I took this first photo last October on northbound US 59, the Southwest Freeway in the museum district of Houston, not far from the downtown split. Even though the highway is northbound, it actually runs east and west here, so you are looking east. These bridges replaced older, standard bridges that used to cross the freeway at Hazard, Woodhead, Dunlavy, and Mandell. The old Hazard Street bridge was appropriately, though inadvertently named, since that bridge didn't have quite enough clearance for some 18-wheelers, and there were frequent trucks hitting the bridge and getting stuck under it. Part of the problem was that the freeway goes into a trench at Hazard, so the pavement was descending about where the bridge was.
This part of the Southwest Freeway is also a Texas rarity, as it is like freeways in most other places, in that it is lacking what Houstonians call "feeder streets", also known as frontage roads or service roads.
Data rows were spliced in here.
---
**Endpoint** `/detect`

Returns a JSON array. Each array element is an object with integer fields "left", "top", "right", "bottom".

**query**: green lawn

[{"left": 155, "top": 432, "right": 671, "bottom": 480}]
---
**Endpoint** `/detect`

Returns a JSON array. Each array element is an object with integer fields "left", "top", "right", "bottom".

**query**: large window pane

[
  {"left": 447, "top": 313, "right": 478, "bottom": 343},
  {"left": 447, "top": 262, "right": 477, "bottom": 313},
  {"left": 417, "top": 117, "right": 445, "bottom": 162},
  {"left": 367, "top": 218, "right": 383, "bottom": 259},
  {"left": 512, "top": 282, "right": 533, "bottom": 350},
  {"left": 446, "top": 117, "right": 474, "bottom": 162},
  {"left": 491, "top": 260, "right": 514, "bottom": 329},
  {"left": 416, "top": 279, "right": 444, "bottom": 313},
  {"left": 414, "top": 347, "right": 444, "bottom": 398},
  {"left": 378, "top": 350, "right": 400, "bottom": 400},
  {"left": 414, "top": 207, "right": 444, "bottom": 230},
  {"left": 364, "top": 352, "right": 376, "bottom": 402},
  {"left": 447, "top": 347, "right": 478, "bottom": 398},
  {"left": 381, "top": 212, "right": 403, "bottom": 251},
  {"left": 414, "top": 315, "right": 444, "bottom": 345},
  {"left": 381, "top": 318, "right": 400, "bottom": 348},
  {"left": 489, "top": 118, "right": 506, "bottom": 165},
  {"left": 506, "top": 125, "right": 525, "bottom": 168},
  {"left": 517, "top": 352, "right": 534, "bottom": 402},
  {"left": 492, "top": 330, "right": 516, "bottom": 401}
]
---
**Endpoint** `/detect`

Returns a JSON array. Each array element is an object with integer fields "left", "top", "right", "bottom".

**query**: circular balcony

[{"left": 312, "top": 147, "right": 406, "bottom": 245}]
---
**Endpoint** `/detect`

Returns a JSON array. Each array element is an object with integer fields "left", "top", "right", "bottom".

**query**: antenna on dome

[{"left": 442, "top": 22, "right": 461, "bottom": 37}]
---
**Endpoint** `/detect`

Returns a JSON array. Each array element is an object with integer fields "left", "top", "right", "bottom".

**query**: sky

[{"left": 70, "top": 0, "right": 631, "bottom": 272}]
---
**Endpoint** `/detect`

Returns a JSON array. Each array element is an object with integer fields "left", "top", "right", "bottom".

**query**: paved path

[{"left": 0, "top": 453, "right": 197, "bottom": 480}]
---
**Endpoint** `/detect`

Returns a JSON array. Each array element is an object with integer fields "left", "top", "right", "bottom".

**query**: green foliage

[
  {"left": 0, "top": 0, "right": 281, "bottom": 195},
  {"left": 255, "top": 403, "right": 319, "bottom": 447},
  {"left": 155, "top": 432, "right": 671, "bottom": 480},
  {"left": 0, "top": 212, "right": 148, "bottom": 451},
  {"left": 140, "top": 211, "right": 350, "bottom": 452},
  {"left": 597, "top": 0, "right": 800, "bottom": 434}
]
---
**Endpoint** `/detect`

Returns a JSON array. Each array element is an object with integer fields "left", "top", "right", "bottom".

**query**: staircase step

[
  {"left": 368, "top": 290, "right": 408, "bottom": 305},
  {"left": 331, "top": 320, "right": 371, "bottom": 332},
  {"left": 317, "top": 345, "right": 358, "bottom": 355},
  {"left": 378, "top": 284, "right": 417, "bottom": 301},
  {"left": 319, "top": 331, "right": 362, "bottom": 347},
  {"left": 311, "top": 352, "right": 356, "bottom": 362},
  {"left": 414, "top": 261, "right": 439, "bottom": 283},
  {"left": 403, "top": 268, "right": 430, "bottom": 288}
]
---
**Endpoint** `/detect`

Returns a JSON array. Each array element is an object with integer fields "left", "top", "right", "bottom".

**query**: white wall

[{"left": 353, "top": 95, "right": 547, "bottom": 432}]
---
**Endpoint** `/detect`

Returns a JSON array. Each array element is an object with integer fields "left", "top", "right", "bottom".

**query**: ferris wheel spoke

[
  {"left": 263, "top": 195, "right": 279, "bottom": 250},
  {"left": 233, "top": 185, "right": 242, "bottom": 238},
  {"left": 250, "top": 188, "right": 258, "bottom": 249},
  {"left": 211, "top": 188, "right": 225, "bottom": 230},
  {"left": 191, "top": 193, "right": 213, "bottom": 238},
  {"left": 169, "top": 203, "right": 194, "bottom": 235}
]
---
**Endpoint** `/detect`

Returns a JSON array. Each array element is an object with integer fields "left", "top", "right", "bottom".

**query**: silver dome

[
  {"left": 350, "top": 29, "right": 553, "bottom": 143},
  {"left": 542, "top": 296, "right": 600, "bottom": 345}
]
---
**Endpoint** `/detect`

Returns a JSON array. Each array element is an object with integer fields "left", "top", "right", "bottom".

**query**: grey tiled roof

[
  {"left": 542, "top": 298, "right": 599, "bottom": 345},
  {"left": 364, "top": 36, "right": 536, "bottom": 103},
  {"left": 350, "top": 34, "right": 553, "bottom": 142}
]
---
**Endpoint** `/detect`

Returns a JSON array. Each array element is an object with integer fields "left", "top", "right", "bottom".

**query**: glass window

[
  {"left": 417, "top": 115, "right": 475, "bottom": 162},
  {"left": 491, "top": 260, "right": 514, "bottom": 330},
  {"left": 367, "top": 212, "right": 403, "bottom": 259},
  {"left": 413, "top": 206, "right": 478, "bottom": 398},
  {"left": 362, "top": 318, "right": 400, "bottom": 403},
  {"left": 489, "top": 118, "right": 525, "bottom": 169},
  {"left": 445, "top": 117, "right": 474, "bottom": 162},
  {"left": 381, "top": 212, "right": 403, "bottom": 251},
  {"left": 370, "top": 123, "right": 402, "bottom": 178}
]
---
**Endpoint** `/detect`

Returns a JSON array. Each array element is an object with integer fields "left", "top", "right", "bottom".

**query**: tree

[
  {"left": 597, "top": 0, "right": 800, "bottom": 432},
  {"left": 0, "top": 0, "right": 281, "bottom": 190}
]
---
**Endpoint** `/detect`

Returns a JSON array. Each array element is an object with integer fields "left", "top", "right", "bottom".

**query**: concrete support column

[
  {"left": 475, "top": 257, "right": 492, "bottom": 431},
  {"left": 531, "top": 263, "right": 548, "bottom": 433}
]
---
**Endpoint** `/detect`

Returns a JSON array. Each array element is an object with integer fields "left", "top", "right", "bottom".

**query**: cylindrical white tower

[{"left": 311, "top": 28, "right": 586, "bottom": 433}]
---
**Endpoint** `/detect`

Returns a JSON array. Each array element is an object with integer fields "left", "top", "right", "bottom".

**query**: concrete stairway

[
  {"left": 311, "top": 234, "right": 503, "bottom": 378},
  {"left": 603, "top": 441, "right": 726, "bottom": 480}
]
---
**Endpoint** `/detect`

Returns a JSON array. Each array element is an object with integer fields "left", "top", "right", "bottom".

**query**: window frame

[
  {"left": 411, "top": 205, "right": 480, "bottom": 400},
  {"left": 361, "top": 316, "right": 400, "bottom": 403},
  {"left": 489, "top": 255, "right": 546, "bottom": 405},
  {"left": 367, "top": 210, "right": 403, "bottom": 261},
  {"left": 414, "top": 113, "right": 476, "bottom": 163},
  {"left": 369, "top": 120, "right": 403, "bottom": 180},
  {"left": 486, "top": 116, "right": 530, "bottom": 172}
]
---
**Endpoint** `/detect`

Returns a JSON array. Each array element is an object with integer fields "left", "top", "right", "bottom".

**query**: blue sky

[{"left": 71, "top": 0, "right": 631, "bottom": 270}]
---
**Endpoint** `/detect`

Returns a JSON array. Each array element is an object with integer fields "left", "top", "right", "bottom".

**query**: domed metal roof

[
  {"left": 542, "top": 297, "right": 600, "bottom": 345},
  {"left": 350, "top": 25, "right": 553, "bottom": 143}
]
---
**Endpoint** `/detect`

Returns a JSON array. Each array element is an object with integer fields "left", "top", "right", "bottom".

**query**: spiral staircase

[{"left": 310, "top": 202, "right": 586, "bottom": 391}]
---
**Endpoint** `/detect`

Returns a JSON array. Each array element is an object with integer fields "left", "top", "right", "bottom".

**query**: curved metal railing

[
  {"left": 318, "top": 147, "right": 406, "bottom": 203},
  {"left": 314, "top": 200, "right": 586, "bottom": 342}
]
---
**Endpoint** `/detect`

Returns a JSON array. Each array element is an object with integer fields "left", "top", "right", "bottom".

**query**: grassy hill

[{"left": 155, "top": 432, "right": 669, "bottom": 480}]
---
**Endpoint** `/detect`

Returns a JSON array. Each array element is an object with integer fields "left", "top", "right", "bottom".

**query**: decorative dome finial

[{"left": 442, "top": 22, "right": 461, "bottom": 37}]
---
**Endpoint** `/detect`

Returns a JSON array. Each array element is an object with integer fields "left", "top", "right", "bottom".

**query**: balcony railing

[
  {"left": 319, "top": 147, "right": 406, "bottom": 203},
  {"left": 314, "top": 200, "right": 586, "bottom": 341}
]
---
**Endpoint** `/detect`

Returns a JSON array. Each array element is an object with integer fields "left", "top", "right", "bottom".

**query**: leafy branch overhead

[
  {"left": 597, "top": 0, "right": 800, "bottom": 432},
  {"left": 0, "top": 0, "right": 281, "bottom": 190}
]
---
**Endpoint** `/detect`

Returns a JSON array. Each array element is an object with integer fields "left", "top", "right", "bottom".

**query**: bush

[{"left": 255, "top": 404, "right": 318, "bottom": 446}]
The trench keeps the noise down for the residential community on the sides of the highway.
This stretch of the freeway was reconstructed in 2000-2001. For another view, CLICK HERE to see it on the texasfreeway.com web site.
Here is another example of a suspended arch overpass. This is in the Denver area. The big difference here is that despite the similarity to the design in Houston, these are pedestrian bridges rather than vehicular ones. They were recently completed as part of the TRex, or Transportation Expansion project that widened I-25 on the south side of the Denver metropolitan area, and added a light rail line. There is a series of these bridges south of I-225 to permit people to get across the freeway to the trains which run on the west side of the freeway; on the right side of this photo. The photo above is at the Belleview Station.
There is one of these bridges that is different than the others. That is the one near Park Meadows Mall. It is a double arch, and is in the photo below.
Given the similarity of the designs of the Denver and Houston bridges, it would be interesting to know if they had the same engineer, or if this is just a common design that is well known. Either way, I don't recall seeing this type of bridge over freeways anywhere else but in these two places.